| | |
Dundee 2007-01-29 11:57:21 | | | Absolutnie nie potrafię doszukać się tu jakichkolwiek nadużyć etycznych i to zarówno w przypadku oplacania meneli, jak i dzieci "z ubogich krajów". Za pieniądze bowiem można wyłudzać znacznie ochydniejsze usługi, a fakt umieszczenia fotki delikwenta/delikwentki w przyzwoitej galerii powinien modelowi dodatkowo zchlebiać. Gorsze zdanie mam o przypadku umieszczania zdjęć wykonanych "ukrytą kamerą" wbrew woli modela i często dodatkowo kompromitujacych modela. |
Calme 2007-01-29 12:01:04 | | | ale to tak apropo czego ten topic ? |
mea 2007-01-29 12:02:01 | | | Dundee dostał ofertę i ma dylemat moralny
To gdzie ma się zgłosić jak nie do nas ? |
Dundee 2007-01-29 12:02:07 | | | już daję namiar.. chwilka
|
Dundee 2007-01-29 12:03:25 | | | http://www.obiektywni.pl/galeria/fotografia-107797.php |
Dundee 2007-01-29 12:04:37 | | | tak mea,j estem hindską dziewczynką z czwartej kasty;) |
mea 2007-01-29 12:07:55 | | | ile cukierków bierzesz za sesję ? |
Dundee 2007-01-29 12:09:45 | | | za robieraną, czy portret? |
mea 2007-01-29 12:12:07 | | | no nie wiem
tak bardzo się oburzyłeś w topicu
że chyba o rozbieraną chodziło ?
;-) |
Dundee 2007-01-29 12:16:27 | | | Może wróćmy do tematu... opłacanie bidaków jest mz jednym ze sposobów nadania żebractwu pewnej godności.

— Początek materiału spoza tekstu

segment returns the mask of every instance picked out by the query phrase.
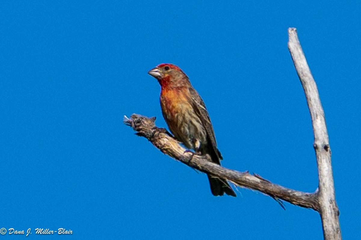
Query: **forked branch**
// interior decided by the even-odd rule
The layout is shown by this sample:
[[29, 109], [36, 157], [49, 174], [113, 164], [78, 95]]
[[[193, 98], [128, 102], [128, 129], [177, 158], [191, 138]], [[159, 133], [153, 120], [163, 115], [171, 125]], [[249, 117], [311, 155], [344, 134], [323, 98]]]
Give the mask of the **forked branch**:
[[278, 198], [304, 208], [318, 211], [319, 206], [315, 193], [304, 192], [273, 183], [258, 174], [240, 172], [213, 163], [208, 155], [194, 155], [186, 151], [179, 143], [171, 137], [164, 128], [155, 126], [155, 117], [148, 118], [134, 114], [124, 122], [131, 126], [139, 136], [148, 139], [161, 151], [188, 166], [204, 173], [230, 181], [240, 186], [256, 190], [274, 198]]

Natomiast dla zdjęć kompromitującch (bez zgody modela/menela) nie znajduję żadnego usprawiedliwienia!!! |
jpk 2007-01-29 13:37:31 | | | Ja osobiście nie widzę w tym nic złego, dziecko przyzwyczajone do turystów wymyśliło sobie taki - prawdopodobnie jedyny możliwy - sposób na otrzymanie paru "groszy". I dobrze, że tylko taki.
Ze swojej strony dodam, że każdorazowo jak fotografuję którąś z licznych ostatnio na ulicach złoto-srebrno-białych postaci mimicznych, to zawsze poczuwam się do wrzucenia czegoś do wystawionej puszki. Nie z obowiązku, ale raczej jako wyraz rekompensaty za możliwość wykorzystania zdjęcia. |
mea 2007-01-29 13:42:46 | | | jacek, a za piwo ?

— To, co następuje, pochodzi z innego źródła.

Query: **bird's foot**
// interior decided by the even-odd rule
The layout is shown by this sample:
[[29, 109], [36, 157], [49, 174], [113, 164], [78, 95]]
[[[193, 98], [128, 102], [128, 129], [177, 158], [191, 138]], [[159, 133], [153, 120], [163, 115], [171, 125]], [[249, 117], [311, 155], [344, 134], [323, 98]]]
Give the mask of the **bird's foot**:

widziałem jedno twoje ze skiperem za piwo |
jpk 2007-01-29 13:53:12 | | | |
_M 2007-01-29 15:13:50 | | | Noo, widzę, że temat powstał. Skopiuję to co napisałem pod zdjęciem.

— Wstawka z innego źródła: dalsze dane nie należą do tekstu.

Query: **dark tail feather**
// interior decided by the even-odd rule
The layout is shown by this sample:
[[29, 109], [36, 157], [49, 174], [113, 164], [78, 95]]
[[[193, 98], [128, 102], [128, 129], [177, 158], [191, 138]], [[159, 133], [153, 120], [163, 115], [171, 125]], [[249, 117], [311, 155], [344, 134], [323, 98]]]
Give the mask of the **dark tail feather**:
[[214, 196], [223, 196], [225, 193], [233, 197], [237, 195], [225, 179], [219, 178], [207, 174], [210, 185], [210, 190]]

Płacenie w pewnym sensie uprzedmiotawia osobę, tym sposobem kupiony portret jest w pewnym sensie powierzchowny i zdjęcie może mieć każdy.
Ja raczej najpierw poznaję osobę, zanim zrobię jej zdjęcie.
Nie twierdzę, że zrobienie takiego zdjęcia jest nieetyczne. Po prostu sam nie lubię tak fotografować. |
piotrrodzoch 2007-01-29 15:24:45 | | | moim zdaniem dyskusja jałowa a raczej sam poczatek wątku poniewaz odbieram to jako manifest przed miloinami zdjec jakie powstaja przez najsuperniejszych fotografow pokazujacych biede w innych krajach...
"żebrała z siostrą na rękach, kazała sobie pokazać ostatnie ujęcia czy czasem jej
tam nie ma ...
chcesz zrobić zdjecie ? zapłać ! cóż było zrobić :)" - Dundee - widze ze odebrales to totalnie jak rzucenie wyglodzonemu psu kawalek miesa po czym zrobienie krwistego zdjecia... mam rozumiec ze opis zdecydowanie zmienia odbior zdjecia.
fakt, sytuacja jest dosyc dwojaka, poniewaz z jednej strony mozna zrozumec oplate za zdjecie, z drugiej litosc, a entuzjazm jaki zawiera opis zdjecie wynika jedynie z tego ze zdjecie kojarzy sie autorce z miłą i fajna podróżą.
ja osobiscie nie doszukuje sie w tym zdjeciu jakichkolwiek sytuacji placenia za wymuszane zdjecie. pamiatka z wakacji nic wiecej.
;O |
Rex_XIII 2007-01-29 16:44:58 | | | Jeżeli o mnie chodzi i moje zdanie, osobiście sam nie chciałbym by fotografowano mnie, czy moje dzieci za pieniądze, aktualnie uznałbym to za pewnego rodzaju prostytucję. Jednak... jakiś czas temu nie miałem domu i nie miałem co wziąść do ust - żebrałem, kradłem, gdyby wtedy ktoś mi zaproponował parę groszy za zwykłe zdjęcie zgodziłbym się z rogalem na ustach, tak więc wszystko zależy od punktu widzenia i punktu siedzenia. |
_M 2007-01-29 16:48:23 | | | Rex, w całej rozciągłości zgadzam się.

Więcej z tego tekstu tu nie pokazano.